Casino 2000 is a gaming casino and entertainment complex located in Mondorf-les-Bains in southern Luxembourg. It houses the country's only gambling facilities.

==Facilities==

Opened in April 1983, the Casino 2000 complex brings together facilities for gambling, dining, accommodation and shows attracting almost half a million visitors a year. In addition to its many slot machines, the casino has roulette and blackjack tables. The frequent shows feature well-known stars and bands. In 2011, responding to the need for additional business facilities, a partitionable hall of 1,325 square metres (14,260 square feet) was built to accommodate meetings, conferences, exhibitions or fairs.

==History==

Since the 1840s, several unsuccessful attempts were made to obtain permission to open a casino in Mondorf-les-Bains.

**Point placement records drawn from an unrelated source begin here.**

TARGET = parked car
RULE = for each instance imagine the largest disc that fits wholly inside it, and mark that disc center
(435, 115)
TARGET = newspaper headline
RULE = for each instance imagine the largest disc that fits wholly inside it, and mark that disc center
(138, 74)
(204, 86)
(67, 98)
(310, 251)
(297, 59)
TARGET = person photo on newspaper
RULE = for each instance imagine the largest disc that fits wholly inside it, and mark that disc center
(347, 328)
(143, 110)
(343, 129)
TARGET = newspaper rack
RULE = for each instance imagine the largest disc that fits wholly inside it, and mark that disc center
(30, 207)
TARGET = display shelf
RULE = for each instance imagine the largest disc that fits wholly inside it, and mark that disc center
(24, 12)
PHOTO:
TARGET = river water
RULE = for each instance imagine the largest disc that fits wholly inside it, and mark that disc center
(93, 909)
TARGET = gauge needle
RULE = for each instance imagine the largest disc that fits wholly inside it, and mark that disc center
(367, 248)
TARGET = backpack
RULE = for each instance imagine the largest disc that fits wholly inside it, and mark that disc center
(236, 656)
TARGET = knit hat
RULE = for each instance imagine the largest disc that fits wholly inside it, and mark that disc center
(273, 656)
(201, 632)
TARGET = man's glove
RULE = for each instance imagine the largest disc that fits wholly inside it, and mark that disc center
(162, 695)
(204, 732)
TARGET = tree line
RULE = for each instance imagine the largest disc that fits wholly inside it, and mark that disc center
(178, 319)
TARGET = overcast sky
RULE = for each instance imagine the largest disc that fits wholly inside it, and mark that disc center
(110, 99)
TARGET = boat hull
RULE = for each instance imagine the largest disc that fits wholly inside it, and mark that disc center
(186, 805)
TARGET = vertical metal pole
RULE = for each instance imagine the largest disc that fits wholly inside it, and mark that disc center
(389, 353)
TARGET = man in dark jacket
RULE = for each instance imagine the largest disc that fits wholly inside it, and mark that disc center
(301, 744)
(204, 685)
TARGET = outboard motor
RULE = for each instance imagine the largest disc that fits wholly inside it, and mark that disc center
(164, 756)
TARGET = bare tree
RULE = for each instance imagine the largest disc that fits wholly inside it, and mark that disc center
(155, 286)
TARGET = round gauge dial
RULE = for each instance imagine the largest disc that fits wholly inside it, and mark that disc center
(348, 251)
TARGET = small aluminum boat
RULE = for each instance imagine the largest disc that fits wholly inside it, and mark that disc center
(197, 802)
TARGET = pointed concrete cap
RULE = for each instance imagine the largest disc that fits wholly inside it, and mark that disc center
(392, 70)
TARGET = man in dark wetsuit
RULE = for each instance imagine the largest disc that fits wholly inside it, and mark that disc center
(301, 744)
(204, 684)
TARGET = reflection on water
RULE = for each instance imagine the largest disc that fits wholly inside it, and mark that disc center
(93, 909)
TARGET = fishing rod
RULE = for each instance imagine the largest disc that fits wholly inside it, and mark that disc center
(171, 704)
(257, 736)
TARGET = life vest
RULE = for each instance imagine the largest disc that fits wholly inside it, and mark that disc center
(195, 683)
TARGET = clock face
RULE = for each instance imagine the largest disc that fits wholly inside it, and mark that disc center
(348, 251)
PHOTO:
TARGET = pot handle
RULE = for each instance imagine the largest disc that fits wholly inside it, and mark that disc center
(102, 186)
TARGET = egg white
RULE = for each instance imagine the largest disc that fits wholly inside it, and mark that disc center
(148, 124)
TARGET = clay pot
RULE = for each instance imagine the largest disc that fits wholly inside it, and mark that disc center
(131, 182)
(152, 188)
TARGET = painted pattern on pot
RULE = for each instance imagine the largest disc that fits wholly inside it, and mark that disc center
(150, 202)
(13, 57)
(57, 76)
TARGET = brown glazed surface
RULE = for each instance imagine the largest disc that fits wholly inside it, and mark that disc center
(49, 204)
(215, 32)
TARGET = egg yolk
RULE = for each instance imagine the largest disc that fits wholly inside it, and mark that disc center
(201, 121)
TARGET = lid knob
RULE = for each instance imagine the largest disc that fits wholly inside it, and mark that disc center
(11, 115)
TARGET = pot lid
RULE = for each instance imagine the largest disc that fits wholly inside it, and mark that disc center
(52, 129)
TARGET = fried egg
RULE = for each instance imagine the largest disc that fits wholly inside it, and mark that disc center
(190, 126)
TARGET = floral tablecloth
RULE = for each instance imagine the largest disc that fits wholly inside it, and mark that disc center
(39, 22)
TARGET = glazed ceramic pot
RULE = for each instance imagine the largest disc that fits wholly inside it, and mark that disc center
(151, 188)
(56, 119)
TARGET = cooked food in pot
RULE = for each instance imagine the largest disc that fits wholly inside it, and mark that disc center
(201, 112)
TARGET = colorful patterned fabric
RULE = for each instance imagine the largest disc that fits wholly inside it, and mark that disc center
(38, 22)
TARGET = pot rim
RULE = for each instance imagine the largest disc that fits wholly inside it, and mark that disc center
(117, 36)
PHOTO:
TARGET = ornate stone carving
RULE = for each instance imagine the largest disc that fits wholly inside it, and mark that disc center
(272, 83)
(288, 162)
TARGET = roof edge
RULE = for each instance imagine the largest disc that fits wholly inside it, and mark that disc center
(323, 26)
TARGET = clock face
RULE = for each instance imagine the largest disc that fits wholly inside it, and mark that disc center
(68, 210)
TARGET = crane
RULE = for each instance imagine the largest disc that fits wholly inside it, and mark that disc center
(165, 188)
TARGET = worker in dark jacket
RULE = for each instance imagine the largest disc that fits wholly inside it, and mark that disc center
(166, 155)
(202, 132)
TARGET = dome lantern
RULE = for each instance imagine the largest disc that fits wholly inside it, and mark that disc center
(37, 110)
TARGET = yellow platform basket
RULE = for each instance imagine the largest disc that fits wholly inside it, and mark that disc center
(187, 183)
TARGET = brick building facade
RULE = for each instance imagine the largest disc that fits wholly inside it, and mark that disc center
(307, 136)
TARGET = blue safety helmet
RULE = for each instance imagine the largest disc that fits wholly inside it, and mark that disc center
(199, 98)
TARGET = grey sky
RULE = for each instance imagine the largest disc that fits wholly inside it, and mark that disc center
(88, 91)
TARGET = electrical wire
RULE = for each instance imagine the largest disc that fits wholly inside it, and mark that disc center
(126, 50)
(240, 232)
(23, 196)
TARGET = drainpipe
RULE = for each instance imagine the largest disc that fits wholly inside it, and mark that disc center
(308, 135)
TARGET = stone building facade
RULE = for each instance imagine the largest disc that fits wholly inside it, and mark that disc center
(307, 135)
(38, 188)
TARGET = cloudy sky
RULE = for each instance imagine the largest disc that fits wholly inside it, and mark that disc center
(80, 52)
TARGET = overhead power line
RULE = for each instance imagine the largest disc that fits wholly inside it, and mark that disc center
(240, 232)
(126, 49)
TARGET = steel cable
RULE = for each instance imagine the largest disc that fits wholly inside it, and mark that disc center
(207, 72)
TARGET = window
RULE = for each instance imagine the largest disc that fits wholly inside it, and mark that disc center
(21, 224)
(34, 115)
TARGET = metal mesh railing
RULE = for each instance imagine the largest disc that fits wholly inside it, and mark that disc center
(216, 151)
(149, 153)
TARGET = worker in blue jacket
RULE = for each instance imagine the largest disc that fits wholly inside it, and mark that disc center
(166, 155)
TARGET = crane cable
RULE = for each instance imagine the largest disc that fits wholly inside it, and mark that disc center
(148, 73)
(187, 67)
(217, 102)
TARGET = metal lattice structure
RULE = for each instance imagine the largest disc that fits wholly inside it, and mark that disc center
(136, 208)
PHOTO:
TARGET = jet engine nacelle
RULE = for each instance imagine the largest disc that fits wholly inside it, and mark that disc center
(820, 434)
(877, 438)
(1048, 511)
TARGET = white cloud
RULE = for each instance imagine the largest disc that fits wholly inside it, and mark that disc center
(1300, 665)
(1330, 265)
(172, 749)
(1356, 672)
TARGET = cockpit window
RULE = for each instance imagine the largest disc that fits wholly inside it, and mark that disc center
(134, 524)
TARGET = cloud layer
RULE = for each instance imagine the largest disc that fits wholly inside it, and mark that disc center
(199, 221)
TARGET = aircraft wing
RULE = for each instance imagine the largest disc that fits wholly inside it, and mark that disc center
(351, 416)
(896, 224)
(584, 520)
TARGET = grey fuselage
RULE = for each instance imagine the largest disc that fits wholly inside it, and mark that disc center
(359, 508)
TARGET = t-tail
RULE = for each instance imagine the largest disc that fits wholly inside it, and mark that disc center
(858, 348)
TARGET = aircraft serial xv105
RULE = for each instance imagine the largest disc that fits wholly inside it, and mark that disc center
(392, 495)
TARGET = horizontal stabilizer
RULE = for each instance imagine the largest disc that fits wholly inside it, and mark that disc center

It was, however, only in 1977 that the Luxembourg parliament approved a bill authorizing gambling in Luxembourg. In September 1977, Mondorf-les-Bains was chosen as the only location in the country where a casino could operate. After the establishment of a company called Casino de jeux du Luxembourg, Mondorf-les-Bains/Luxemburgische Spielbank Bad Mondorf, the cornerstone of the building was laid in May 1982. Costing 350 million Luxembourg francs, the casino was opened at an inauguration ceremony on 16 April 1983.